The birth of a new child and … MONEY

Monday, November 2nd, 2009 by Cass Chappell, CFP®



A comparison of popular gifting strategies



·        If the gift is meant to be used in 18 years (in the case of a college education) or more, I tend to favor strategies that are more aggressive and have the potential for a greater return

·        I will usually try to talk you out of buying a life insurance policy as a gift

·        529 plans (and Coverdell Education Savings Accounts) offer a tax benefit but are restrictive in how the funds may be used

·        UGMA accounts (Uniform Gifts to Minor Act – also known as UTMA or Uniform Transfers to Minors Act) are much less restrictive in how the funds may be used.

·        The tax benefits of a 529 plan couple with the flexibility of an UGMA account may lead you to consider using BOTH



On October 19th I welcomed my first child, Olivia Hyland Chappell, into the world.  At 7 pounds, 7 ounces (21 inches) both mom and baby are doing great. 

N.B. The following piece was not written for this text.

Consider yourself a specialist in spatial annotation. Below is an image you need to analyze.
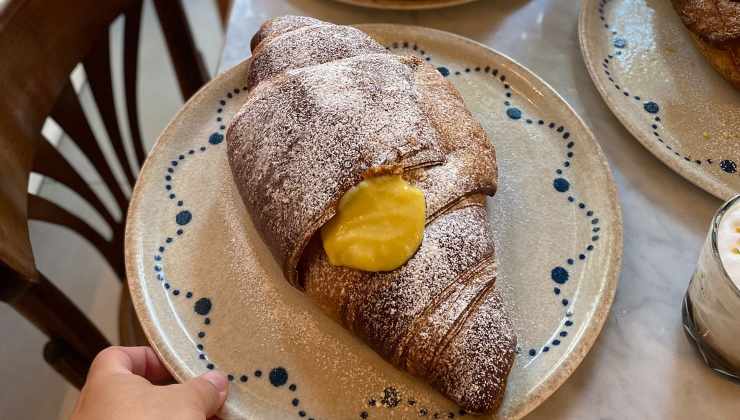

Parents and grandparents frequently ask about savings programs for children.  The idea of creating wealth for the new loved one is very appealing.  Paying for college education or providing a little “seed money” for an eventual down payment on a home seem to be the most cited objectives, in my experience.


There are many tools that are readily available.  Let’s examine a few.



Life Insurance

This used to be one of the most popular financial gifts for newborns.  A small policy, with guaranteed cash value was purchased shortly after the birth of a child.  When the child reached 18 or 21, the policy would have cash value which could be accessed via cashing the policy in, or the policy could be continued indefinitely.  In many cases, the policy also contained a provision allowing the purchase of additional insurance when the child turned 18 or 21 (for example).

·        This strategy was easy to implement.  Back then (I am talking about the early 90’s and prior), everyone knew how to get in touch with a life insurance agent  

·        The premiums were usually very small

·        Since it was life insurance, there was no ongoing tax reporting (as long as the policy wasn’t cashed in)

·        If monthly premiums were undesirable, the parent or grandparent could usually pay the entire premium in advance

·        If the child died prematurely, there would be a sum of money available to provide for a funeral

Some drawbacks

·        Cash value accumulation is often at a rate comparable to a CD or savings account.  BUT, it is usually guaranteed

·        The death benefit is constantly being eroded by inflation.  My grandfather purchased a $5000 policy for me when I was born.  At that time (1974), it was more than the average annual salary of an American worker.  By the time I was an adult (1999), I would need at least 40 times that much insurance to provide for my family.


529 Plans

I wrote about 529 plans recently, and even though they aren’t perfect, they are still worth considering.

·        The money grows tax deferred and is ultimately tax free, if it used for qualified college education expenses

·        The beneficiary of the account can be changed (if necessary), allowing for the gift to benefit multiple people or if a child earns a scholarship or doesn’t go to college

·        The parent usually retains control of the money….even after the child reaches adulthood.

·        Funds withdrawn for non qualified expenses are subject to a 10% penalty and income tax

·        The investments in 529 plans are usually much more aggressive and involve more risk than a CD, savings account, piggy bank, or life insurance policy…….but this is a good thing

Some drawbacks

·        Accessing the money for anything other than qualified college education expenses will trigger a penalty and income tax

·        The potential tax benefits must be weighed against the restrictions in the use of the money


UGMA Account

This account provides the most flexibility for the child.  Using both an UGMA account and a 529 plan is completely acceptable and may be a smart idea.

·        Money can be used for any reason, at any time, as long as it is for the benefit of the child

·        These accounts can be easily opened at most financial institutions

·        Virtually any type of investment can be used

Some drawbacks

·        Accounts receive unfavorable financial aid status once the children apply for college

·        Kids can take control of the money upon reaching adulthood (18 to 21, depending on the state)



For the most ambitious parents and grandparents, we might recommend a combination of both a 529 plan (for college) and an UGMA account (for general wealth building).